Capítulo
1. 2ª Parte.
El llanto de
Roberto llenó el auricular, Alberto se había dejado caer sobre la silla, como
si el peso de lo que estaba escuchando le hubiese empujado hacia atrás. No era
capaz de responder a su hijo.
—Papá ¿estás
ahí? Lo siento papá quería decírtelo cuando llegases a casa pero te retrasabas
y ya no aguantaba más. No sabia que hacer, lo siento papá, lo siento mucho…
Papá, la policía está tratando de localizarte, les he dado tu número de móvil.

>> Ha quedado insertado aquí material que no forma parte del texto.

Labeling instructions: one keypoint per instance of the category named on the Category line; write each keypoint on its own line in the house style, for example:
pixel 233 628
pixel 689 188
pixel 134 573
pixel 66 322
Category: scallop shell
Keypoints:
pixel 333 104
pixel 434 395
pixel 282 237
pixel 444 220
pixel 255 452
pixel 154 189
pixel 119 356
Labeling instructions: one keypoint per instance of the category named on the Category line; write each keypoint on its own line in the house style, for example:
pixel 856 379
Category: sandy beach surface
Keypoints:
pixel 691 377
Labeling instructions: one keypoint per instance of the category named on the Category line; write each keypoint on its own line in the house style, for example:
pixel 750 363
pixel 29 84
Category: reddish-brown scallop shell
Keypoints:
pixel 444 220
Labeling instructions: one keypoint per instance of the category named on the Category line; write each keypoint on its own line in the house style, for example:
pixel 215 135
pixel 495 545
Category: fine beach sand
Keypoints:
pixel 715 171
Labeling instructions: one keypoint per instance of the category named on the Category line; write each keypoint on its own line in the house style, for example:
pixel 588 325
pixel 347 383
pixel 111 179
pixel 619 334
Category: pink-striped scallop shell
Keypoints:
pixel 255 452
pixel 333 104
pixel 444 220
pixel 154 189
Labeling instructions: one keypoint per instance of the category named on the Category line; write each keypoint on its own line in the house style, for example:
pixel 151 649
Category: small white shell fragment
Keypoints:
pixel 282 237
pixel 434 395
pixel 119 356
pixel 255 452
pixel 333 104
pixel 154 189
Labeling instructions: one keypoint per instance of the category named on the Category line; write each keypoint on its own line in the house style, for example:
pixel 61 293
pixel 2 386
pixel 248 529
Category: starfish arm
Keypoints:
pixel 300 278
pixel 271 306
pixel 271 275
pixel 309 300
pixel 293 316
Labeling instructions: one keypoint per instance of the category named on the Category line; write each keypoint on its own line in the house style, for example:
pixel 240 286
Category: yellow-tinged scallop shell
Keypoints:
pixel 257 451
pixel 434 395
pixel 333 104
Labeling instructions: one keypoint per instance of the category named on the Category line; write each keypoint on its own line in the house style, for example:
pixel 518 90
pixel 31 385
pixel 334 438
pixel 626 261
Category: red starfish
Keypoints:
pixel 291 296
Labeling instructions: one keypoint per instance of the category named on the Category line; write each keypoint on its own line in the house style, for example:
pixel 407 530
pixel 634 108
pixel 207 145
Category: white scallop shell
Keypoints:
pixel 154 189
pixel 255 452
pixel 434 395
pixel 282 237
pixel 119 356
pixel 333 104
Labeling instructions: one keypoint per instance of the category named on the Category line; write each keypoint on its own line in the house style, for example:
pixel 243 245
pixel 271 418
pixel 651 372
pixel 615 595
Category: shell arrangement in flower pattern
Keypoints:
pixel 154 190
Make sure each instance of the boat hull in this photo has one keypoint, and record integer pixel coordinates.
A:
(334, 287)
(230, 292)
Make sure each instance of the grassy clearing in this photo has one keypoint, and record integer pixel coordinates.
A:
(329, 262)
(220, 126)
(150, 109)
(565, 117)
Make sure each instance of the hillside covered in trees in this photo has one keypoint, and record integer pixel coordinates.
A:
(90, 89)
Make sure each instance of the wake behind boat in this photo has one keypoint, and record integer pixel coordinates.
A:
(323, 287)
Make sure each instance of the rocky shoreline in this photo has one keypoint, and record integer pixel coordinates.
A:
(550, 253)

No se si he hecho bien… Jo, papá ¿no le habrá pasado nada mamá? ¿Verdad?
Nuevamente
comenzó a llorar.
— No te
preocupes hijo, lo has hecho bien. Voy para allá, lo más rápido que pueda.
Tranquilízate, a mamá no le ha pasado nada.
No sabía porqué había dicho aquello, en
realidad no sabía que estaba pasando. Necesitaba creer que era así, necesitaba
creer que no le había ocurrido nada a Elisa, que todo era un error de la
policía.
—Ah una cosa
Roberto, no le digas nada a tus hermanos pequeños.
Bajó hasta el
parking de la empresa, se encontraba en el mismo edificio que las oficinas. De
manera mecánica subió al coche y salió lo más deprisa que pudo hacía su casa.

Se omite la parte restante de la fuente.